I had the best beef rendang I have ever tasted in New York about 10 years ago. I don’t know if it was authentic but it was incredible. The beef was fall-apart-amazing, the sauce was thick, almost dry but so fruity, spicy and deep. And – they served it with a few slices of cucumber.
You need a bit of time for this dish and you need to watch it. The sauce needs to thicken and coat the meat. That’s the important thing to nail with this dish.
This is how I tried to recreate it.
What you’ll need to feed 4
- 750g steak suitable for slow cooking – shoulder or shin
For the curry paste:
- 1 onion (I used red onion)
- 1 tablespoon of peeled and chopped fresh ginger
- 1 tablespoon of peeled and chopped fresh galangal
- 1 bulb of garlic (not 1 clove – 1 whole bulb… get it in)
- 3 sticks of lemon grass, outer skin removed
- 1 tablespoon tamarind paste
- 1 teaspoon tumeric
- 2 tablespoons vegetable oil
- 2 star anise
- 1 stick cinnamon
- 3 kaffir lime leaves
- 1 lime
- 1 teaspoon cardamom pods
- 1 can coconut milk
Roughly chop and mix the paste ingredients in a food processor or use a handheld. Give it time – if you’re having trouble getting the ingredients to “catch”, add a little more oil or even a spoonful of water or 2. Make sure the paste is well mixed.
Heat some oil in a large, thick-bottomed pan and fry the paste for a few minutes. At his point it might be quite a bright orange/yellow colour – this will darken with cooking.
Add the star anise, cinnamon and cardomom – fry a little longer.
Add the beef and coat in the paste allowing it to colour a little.
Add the coconut milk and the lime leaves. A twist of salt to help it on its way.
The meat will really need 2 1/2 to 3 hours to cook so I cooked it covered for the first half an hour just to get things moving. Some recipes I’ve read say to cook uncovered for the whole cooking but then I don’t think they cook the meat for long enough to achieve the fall-apart texture I love.
So – cook covered for 30 minutes on a heat enough for a slight bubble but nothing too extreme.
Uncover and cook for a couple of hours longer.
You’ll need to keep an eye on it. Give it a stir every so often – scrape those dark bits from the side of the pan into the sauce. You’re looking to achieve a thick, dark sauce that coats the meat – almost dry.
Once you’re happy with the meat and the sauce, take it off the heat and let it sit for few minutes.

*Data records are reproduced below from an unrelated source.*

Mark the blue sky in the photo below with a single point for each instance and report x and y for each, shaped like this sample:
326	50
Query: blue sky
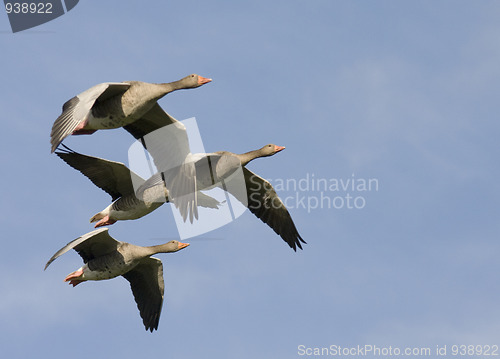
403	92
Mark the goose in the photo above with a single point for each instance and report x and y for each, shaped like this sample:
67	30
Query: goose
104	258
118	181
259	196
112	105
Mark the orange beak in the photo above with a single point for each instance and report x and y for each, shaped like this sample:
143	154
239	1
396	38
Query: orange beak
203	80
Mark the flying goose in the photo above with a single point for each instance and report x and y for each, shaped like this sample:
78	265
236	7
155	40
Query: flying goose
112	105
118	181
107	258
259	196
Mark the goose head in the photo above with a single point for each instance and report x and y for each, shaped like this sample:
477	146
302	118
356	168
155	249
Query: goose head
194	80
174	246
270	150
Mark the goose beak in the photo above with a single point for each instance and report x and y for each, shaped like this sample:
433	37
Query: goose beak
203	80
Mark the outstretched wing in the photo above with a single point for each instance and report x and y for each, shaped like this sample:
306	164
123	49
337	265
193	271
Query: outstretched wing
76	110
146	282
166	140
112	177
264	203
89	246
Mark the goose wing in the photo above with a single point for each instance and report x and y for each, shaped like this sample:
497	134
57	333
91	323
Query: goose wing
166	140
112	177
76	110
146	282
264	203
89	246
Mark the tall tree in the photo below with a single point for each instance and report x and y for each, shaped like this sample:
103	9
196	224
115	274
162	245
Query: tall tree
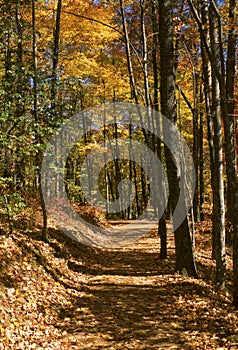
183	244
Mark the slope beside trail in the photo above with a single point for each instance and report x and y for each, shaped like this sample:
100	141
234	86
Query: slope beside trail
63	295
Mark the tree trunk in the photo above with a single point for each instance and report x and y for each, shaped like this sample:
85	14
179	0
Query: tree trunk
183	245
218	191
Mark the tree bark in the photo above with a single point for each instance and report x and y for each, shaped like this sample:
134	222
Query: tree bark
183	245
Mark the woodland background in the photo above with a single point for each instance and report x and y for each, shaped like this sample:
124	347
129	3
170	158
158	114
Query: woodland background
177	57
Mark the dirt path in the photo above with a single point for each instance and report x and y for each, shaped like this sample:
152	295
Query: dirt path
136	302
64	295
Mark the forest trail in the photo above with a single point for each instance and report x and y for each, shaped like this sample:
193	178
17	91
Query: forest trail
70	296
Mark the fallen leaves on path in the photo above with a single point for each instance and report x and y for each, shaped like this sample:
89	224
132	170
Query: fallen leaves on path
63	295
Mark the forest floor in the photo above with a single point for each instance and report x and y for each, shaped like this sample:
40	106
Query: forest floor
64	295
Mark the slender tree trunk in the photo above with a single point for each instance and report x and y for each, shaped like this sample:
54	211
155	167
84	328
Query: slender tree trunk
55	59
162	230
35	113
183	244
201	161
218	190
230	127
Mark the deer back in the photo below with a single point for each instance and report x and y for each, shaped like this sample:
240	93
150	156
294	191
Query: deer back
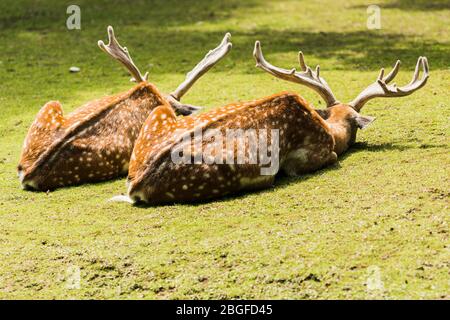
93	143
155	177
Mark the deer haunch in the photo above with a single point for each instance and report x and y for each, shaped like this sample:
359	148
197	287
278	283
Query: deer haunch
305	144
308	138
94	143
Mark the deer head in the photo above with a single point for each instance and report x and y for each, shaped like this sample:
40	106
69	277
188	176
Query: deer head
277	132
345	119
94	142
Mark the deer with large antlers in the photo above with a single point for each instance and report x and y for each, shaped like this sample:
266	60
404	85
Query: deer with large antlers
94	142
300	138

Now you can add a squeeze of lime and grate the zest of that lime into the curry as well.
Serve it with a few thickly sliced pieces of cucumber (if you want it exactly as I had it).
I think this could be my favourite curry. I love Thai food and I love Indian food but this really does it for me – it has the fragrance of Thai food but has the deeper flavours of Indian food and even mixes in the fruity flavours of southern Indian food.
Keep the rice simple with this dish. I really don’t think you want the rice overly flavoured – the sauce and the beef are the stars here.